La reunión ha dejado de ser relevante. Se ha vuelto ridícula. Los ejecutivos que vuelan a Suiza en aviones privados, y luego se comprometen a plantar millones de árboles como compensación de carbono plantarán menos matas este año.

Más de la mitad de ellos espera que la inflación sea alta en Europa este año, mientras que hubo unanimidad en que el crecimiento europeo será débil en 2023. Más del 90% de los principales economistas predijeron que el crecimiento económico en EE.UU. sería débil.

O sea, los capitales de los ejecutivos y de sus jefes valdrán menos. Que se vengan a España, dice Pedro. Les dejamos que sean ricos y en lugar de la inflación se lo rebajamos en impuestos. Por cierto, no sé si no les parece raro ir a Suiza en Falcon a verse con Botín y las eléctricas en lugar de verse en Madrid.

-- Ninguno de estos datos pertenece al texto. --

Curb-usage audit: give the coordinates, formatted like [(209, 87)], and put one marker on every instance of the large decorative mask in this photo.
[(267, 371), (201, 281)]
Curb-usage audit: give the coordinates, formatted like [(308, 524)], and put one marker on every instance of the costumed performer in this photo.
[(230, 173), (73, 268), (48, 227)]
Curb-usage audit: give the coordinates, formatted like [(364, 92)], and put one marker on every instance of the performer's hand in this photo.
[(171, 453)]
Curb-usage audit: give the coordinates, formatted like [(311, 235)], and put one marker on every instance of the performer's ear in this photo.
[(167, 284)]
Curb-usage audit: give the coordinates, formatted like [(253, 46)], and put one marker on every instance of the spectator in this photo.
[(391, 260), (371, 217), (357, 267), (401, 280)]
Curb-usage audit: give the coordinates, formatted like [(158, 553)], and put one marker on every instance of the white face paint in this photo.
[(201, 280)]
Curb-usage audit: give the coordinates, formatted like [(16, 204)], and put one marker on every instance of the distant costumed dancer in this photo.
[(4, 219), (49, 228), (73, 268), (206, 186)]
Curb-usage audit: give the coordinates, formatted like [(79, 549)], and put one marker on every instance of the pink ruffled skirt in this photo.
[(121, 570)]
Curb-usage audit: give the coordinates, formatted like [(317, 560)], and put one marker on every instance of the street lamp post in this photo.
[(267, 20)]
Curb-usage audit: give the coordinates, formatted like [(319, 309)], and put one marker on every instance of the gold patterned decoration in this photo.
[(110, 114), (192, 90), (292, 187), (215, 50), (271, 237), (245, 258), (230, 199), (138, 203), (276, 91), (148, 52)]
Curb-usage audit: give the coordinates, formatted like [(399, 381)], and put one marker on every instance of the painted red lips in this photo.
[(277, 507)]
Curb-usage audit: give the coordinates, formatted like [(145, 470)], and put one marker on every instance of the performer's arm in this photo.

En una era de crisis global, Davos ya no cumple ningún propósito y, en cambio, actúa como un recordatorio de lo mal equipada que está la ortodoxia capitalista para descubrir un futuro mejor. 100 multimillonarios sin liderazgo ni planes es una imagen deprimente del capitalismo más ortodoxo.

Davos tiene un punto ciego: la incapacidad de inventar futuros. Los emprendedores están en otra parte.